Around Thanksgiving, I took a friend of mine out for drinks at Marvel Bar – as a University of Minnesota student from Sioux Falls, she’d never been to our flagship speakeasy. (Whenever I take someone to Marvel for their first experience, I suggest that they order the Oliveto. “Suggest” is putting it too gently: I order it for them and tell them they can trade for my drink if they don’t like it. I’ve never been asked to surrender my drink.) As we sat in a candlelit booth and sipped our drinks, she told me something that surprised me: in her entire time in college, she’d been asked out in person a single time.

“It was always through texts or Facebook messages,” she said as she rolled her eyes. “When someone finally asked me to my face, I was so surprised I didn’t even know how to respond.” My friend is pre-med, with a sneaky, dry sense of humor and a striking resemblance to Jennifer Lawrence, if Jennifer Lawrence had mahogany brown hair and a likeable personality. If I would expect any of my friends to have no shortage of fawning male attention, it’d be this one.

There’s no doubt that mobile technology, social media, and dating apps have changed the game in a major way. We have immediate access to myriad potential romantic or sexual partners at our fingertips at all times. And since apps like Tinder or Bumble reduce dating to a simple binary (swipe right or swipe left), some people have started to employ the strategy of simply liking (swiping right) every profile they encounter in order to maximize their dating pool.

At the same time, technology helps serve as a barrier to risk. The people who only swipe right take for granted that if they match with enough people, sooner or later they’ll encounter someone who is willing to put in more effort than they will. And while you only get one shot to ask someone out in person – when so very much could go wrong, from shaking hands to cracking voices to wimping out entirely – you can endlessly edit and workshop a text message until it says exactly what you want it to say. And if the answer is no, the rejection can be suffered in private dignity.

(It seems to me, though, that this is the equivalent of penguins throwing rocks in the water in the hopes that a fish will splash onto their ice floe: if you try it a thousand times, it might work once or twice. And while there’s no risk of getting torn apart by a shark, you might have to wait a while for that strategy to work out – that is, if those little splashes haven’t scared all the fish away.)
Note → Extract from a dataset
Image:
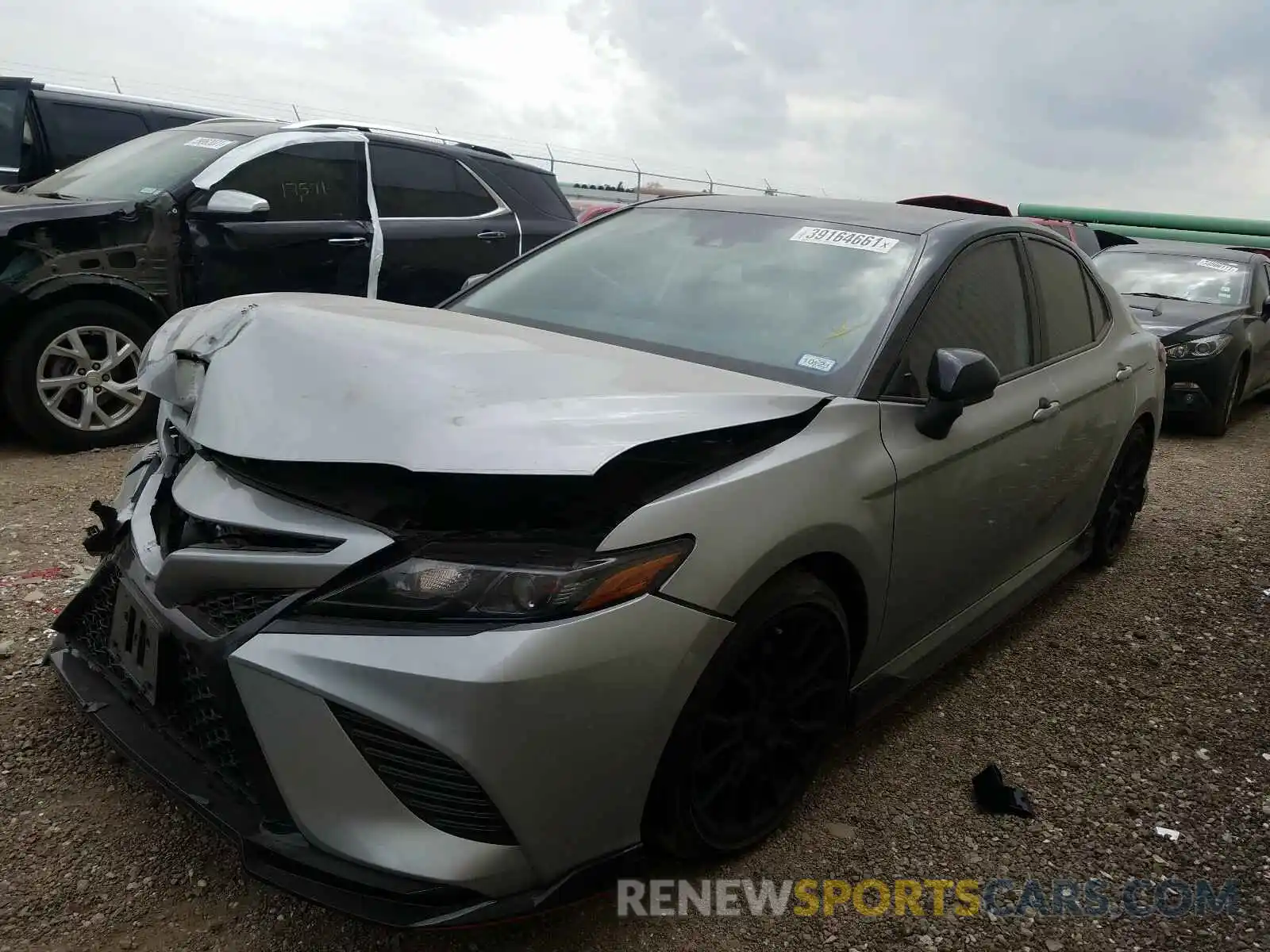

All of this information points us in the same direction: In spite of the risk, it’s in your best interest to take that risk head on. As more and more people select a risk-averse approach to dating, those willing to dive in head first differentiate themselves even further than they already would and the first-mover advantage becomes all the more significant. In game theory, this is known as the “dominant strategy.” Barry Schwartz, in The Pardox of Choice, says, “When asked about what they regret most when they look back on their lives as a whole, people tend to identify failures to act.” Besides, getting torn to shreds by an orca seems a far radder way to die than slowly starving to death.